Then she heard the creaking of a metal axle turning. She wheeled around to see that the merry-go-round was moving. Though there was no one pushing it, the metal frame turned faster and faster. As she watched, a shimmer in the air seemed to form around it. She could make out the shape of two figures, ghostly and translucent. A fair skinned woman with long blonde hair tied back in a pony-tail, holding onto the bars with her feet resting on the lip, leaning back as far as she could go as the wheel span. She had her head flung back, eyes bright with laughter. The other figure was sitting in the centre of the merry-go-round, holding tight to the bars, and staring up the woman in wide eyed wonder. A young girl with a pretty face framed by that same bright blonde hair.
Then the image faded, and the rusted iron wheel began to slow to a creaking halt.
“She loved the merry-go-round. That was her favourite.”
Arsha turned at the sound of her voice. Rachael was sat on one of the swings, hands clasping the chains, rocking gently back and forth. She was looking at the empty merry-go-round as if seeing something else entirely.

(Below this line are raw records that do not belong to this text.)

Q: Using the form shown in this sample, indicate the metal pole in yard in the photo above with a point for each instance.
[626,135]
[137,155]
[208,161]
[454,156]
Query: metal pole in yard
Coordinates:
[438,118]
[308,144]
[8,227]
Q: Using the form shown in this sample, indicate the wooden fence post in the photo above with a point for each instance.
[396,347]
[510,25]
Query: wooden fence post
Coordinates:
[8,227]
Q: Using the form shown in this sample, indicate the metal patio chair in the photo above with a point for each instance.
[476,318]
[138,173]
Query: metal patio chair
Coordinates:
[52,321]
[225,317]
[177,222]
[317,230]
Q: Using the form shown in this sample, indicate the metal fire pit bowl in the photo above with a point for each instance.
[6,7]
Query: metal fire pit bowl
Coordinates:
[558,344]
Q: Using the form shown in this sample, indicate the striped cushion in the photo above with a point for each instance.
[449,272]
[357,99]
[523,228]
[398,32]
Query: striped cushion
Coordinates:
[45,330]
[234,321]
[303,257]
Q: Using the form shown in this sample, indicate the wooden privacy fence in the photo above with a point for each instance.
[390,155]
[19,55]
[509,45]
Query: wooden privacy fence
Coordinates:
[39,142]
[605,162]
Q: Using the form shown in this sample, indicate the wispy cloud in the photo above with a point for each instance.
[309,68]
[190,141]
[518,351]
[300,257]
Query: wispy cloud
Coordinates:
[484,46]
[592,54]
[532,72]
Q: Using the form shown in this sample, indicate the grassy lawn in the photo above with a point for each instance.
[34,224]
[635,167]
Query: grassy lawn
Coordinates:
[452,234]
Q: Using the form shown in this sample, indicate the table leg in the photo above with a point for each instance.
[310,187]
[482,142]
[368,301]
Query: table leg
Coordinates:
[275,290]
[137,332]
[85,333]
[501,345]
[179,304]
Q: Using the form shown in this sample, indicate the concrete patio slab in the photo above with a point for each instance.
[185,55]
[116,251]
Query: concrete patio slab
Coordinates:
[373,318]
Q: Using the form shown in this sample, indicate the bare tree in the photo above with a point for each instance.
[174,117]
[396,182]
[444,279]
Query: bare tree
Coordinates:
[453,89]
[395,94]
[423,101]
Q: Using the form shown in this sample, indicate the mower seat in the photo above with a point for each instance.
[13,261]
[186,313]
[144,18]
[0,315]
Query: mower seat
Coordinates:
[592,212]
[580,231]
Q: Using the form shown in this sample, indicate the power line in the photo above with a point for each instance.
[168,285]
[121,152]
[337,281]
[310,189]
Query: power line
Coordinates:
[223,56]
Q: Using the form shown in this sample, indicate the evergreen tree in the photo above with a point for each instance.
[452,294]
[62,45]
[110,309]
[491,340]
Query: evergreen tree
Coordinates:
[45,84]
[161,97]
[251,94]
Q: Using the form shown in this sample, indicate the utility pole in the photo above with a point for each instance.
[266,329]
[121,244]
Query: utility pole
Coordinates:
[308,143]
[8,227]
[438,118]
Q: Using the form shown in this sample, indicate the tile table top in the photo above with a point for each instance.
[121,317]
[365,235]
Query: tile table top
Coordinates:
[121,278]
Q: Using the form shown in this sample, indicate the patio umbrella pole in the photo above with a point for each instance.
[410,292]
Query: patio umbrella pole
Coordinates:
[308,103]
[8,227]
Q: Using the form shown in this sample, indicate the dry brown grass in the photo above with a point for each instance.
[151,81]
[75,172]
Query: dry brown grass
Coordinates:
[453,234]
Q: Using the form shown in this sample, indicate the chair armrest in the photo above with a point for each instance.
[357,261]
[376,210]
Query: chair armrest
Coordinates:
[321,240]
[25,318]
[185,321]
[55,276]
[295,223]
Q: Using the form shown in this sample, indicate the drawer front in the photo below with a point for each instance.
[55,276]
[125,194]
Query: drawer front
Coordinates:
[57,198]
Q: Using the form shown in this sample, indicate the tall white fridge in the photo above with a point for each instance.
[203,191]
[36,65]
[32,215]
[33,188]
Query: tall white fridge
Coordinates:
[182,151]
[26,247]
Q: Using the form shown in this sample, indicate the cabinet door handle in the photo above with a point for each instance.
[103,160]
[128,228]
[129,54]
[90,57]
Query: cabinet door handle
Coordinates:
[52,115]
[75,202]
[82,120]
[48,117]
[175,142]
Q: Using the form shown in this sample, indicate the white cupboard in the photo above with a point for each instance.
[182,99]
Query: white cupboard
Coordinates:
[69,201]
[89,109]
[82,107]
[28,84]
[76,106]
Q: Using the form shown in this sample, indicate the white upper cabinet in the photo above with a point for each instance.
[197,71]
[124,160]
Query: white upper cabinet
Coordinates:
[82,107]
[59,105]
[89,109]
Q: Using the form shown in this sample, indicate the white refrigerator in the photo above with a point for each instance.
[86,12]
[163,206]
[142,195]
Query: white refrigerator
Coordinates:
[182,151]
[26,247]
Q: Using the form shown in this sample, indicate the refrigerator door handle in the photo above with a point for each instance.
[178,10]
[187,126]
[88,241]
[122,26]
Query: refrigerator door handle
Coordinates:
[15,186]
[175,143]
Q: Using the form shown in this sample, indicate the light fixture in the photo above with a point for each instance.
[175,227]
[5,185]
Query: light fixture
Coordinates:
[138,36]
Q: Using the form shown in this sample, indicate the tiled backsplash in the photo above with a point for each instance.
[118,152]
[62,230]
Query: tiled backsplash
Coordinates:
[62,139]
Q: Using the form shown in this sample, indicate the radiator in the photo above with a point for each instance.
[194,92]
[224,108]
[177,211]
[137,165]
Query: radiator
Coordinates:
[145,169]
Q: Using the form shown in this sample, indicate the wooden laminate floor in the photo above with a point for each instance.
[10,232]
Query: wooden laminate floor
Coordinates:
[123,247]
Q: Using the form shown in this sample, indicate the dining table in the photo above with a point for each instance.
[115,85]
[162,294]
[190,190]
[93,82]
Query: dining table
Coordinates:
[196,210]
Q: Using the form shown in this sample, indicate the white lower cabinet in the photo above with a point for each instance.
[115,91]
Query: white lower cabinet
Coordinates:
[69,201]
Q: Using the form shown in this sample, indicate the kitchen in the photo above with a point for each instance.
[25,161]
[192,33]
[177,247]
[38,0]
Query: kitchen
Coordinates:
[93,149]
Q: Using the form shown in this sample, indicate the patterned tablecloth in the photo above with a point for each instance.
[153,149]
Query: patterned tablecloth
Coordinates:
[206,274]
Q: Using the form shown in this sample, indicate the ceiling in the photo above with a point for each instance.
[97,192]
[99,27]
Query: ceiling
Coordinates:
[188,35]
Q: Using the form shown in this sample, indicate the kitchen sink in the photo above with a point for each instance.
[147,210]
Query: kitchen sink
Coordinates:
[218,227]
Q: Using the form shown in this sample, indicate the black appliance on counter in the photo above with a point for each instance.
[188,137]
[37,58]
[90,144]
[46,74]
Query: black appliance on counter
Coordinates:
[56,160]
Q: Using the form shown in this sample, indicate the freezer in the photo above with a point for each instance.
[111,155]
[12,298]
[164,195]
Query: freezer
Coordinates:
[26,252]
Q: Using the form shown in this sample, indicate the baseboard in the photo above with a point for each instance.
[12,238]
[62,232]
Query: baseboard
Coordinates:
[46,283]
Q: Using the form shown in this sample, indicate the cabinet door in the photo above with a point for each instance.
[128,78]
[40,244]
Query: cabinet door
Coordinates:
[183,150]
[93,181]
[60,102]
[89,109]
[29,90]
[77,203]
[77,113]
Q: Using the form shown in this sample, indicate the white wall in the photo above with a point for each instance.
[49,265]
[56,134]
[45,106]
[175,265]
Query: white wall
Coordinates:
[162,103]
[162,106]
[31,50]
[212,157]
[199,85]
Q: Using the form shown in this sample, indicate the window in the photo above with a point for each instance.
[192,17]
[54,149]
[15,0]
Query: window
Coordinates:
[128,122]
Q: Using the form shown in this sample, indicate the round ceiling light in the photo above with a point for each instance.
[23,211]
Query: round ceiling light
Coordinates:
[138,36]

“Swings was good too. She’d try to push me higher and higher. Kept saying that one day I’d go all the way over the top. But she loved the merry-go-round. She’d make me hold on tight, there in the middle, and push it as fast as she could. She’d be laughing so loud and everyone would stare at her, but she just didn’t care. All the other women, they’d be sat on the benches with them disapproving looks, like… Y’know, store thingies. Mannequins.”
For a moment Arsha couldn’t think of anything to say. It was all so strange and so perfectly ordinary at once. She couldn’t escape the feeling that she was a voyeur, seeing things that she had no right to.
“Rachael… Where are we?” she said.
“This is the park, where she always took me. When I was little. She was happy then. But it got worse, the more I got worse. And Mum and Dad kept arguing, fighting. It got so bad, I’d just get out the house. They wouldn’t even notice I were gone. I’d come out here for the quiet. Late at night I could be alone, a little.”
Looking out over the empty park, Arsha thought, for a moment, that she caught a glimpse of a girl of maybe ten years, sitting alone on one of the benches. A thin jacket pulled tight around her shoulders and a sketchbook on her lap. Then it was gone.
“But he left in the end. Didn’t he?” Arsha said, quietly.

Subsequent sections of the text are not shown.